You see, this is how Hillary Clinton thinks. Following protocol is all well and good, but if there is any way around the rules—namely, one that can guarantee a leg up on the competition—you’d be foolhardy not to try it. It’s a principle that any professional athlete would be well-acquainted with.
Which brings us back to the present, and this silly business about her e-mails.
As it turns out, for the entire time that Clinton was America’s secretary of state—and unlike every other secretary of state—she conducted all e-mail correspondence through a personal account, rather than an official government server. What is more, none of those thousands of messages was copy-and-pasted into the official record at the time they were sent.
The reason this is a problem is that—at the risk of sounding like a total prude—the latter of those things was, and is, against the rules.
In point of fact, there is such a thing as the Federal Records Act, which since 2009 has said, “Agencies that allow employees to send and receive official electronic mail messages using a system not operated by the agency must ensure that federal records sent or received on such systems are preserved in the appropriate agency recordkeeping system.”
We know that Clinton’s State Department did no such thing while Clinton was there, because when this issue was belatedly brought to the department’s attention and made public in recent days, Clinton’s aides suddenly went into overdrive to sift through some four years’ worth of files.
Which means one of two things is true: Either Clinton (and everyone on her staff) was unaware of the requirement to archive all of her relevant e-mail messages, or she was aware of it but hoped that nobody else was. Considering that Clinton is a lawyer and, by all accounts, one of Washington’s most legendary control freaks, one would do well to place one’s bets on the latter.

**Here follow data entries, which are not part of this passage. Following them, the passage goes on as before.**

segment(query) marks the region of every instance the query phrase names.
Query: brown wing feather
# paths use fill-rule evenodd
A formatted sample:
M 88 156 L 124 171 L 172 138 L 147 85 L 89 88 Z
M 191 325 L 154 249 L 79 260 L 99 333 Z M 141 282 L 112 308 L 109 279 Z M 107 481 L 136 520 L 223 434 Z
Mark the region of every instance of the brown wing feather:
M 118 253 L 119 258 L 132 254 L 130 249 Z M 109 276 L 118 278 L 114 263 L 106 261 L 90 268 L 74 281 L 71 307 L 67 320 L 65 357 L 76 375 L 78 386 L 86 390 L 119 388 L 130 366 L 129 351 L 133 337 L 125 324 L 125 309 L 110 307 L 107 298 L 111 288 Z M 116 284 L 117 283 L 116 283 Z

To be clear, there is absolutely no mystery as to why Clinton—or anyone—would want to bury all of her messages in a private account. Given the choice of making all of your work-related e-mails public versus strategically deleting any messages that might make you look bad…well, we don’t even need to finish that thought, do we?
However, so far as the Federal Record Act is concerned, the secretary of state does not have a choice in the matter. She is mandated to save everything for the historical record. We can argue about whether this policy is good or bad, but we cannot deny that it is, in fact, the policy.

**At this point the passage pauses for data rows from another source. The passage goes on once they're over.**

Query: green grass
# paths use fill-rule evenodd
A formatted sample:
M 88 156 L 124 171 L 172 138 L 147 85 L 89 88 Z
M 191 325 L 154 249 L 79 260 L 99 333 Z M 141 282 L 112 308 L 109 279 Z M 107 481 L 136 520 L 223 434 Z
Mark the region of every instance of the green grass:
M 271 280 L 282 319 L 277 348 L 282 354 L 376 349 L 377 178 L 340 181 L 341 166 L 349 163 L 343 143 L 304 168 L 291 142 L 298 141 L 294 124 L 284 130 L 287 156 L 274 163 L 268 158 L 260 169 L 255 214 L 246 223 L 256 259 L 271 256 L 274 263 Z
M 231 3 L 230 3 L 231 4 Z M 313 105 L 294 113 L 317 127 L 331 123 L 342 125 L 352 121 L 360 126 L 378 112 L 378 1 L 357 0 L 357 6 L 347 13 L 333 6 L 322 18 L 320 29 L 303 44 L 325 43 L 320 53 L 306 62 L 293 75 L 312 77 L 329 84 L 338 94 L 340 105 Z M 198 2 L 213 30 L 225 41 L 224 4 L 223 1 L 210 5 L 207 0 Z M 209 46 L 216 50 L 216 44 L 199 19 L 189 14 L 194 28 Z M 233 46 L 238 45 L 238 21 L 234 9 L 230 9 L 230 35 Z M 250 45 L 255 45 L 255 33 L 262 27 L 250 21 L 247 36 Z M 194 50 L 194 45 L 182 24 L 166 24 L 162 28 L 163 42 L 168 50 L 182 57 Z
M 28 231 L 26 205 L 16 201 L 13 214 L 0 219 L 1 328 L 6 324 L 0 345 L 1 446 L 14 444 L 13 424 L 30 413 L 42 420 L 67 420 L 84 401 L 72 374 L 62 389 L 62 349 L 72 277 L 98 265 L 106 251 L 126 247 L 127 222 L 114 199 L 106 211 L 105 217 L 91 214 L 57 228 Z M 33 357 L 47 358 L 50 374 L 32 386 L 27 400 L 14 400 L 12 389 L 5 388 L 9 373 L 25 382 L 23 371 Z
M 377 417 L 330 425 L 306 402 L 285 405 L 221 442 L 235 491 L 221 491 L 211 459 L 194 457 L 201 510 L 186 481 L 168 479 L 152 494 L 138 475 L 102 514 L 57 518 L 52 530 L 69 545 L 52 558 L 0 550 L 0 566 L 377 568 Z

Nor can we deny the obvious advantage Clinton gave herself by flaunting it for her entire term. Because she has exclusive control over her personal e-mail account, she can cherry pick all she wants without anyone (except maybe the NSA) knowing what she might be hiding.
When she tweeted last week, “I want the public to see my email,” it had all the intellectual honesty of President Obama’s responding to the Edward Snowden NSA leaks by saying, “I welcome this debate.” If the president desired a discussion about government spying, he sure went into a lot of trouble to ensure that one never occurred. And if Clinton truly wants her diplomatic correspondence made public, she has nonetheless exerted an awful lot of effort over the past six years to keep it private.
Who are you going to believe—Hillary, or your own eyes?
Having said all of the above, this is probably a good time to note—as so many Clinton supporters have—that shielding four years’ of e-mails from public view is not a capital offense. It’s not a Watergate-level act of deception, it’s not indicative of a state department rotting from the inside out, and it does not disqualify Clinton from running for president of the United States.
What it does is merely remind us that Hillary Clinton is an abnormally secretive and disingenuous person who will bend (if not break) the rules at every possible opportunity. We can go ahead and elect her president, anyway—there have been dishonest people in the Oval Office before—but if we do, we should be under no illusions about what we would be getting.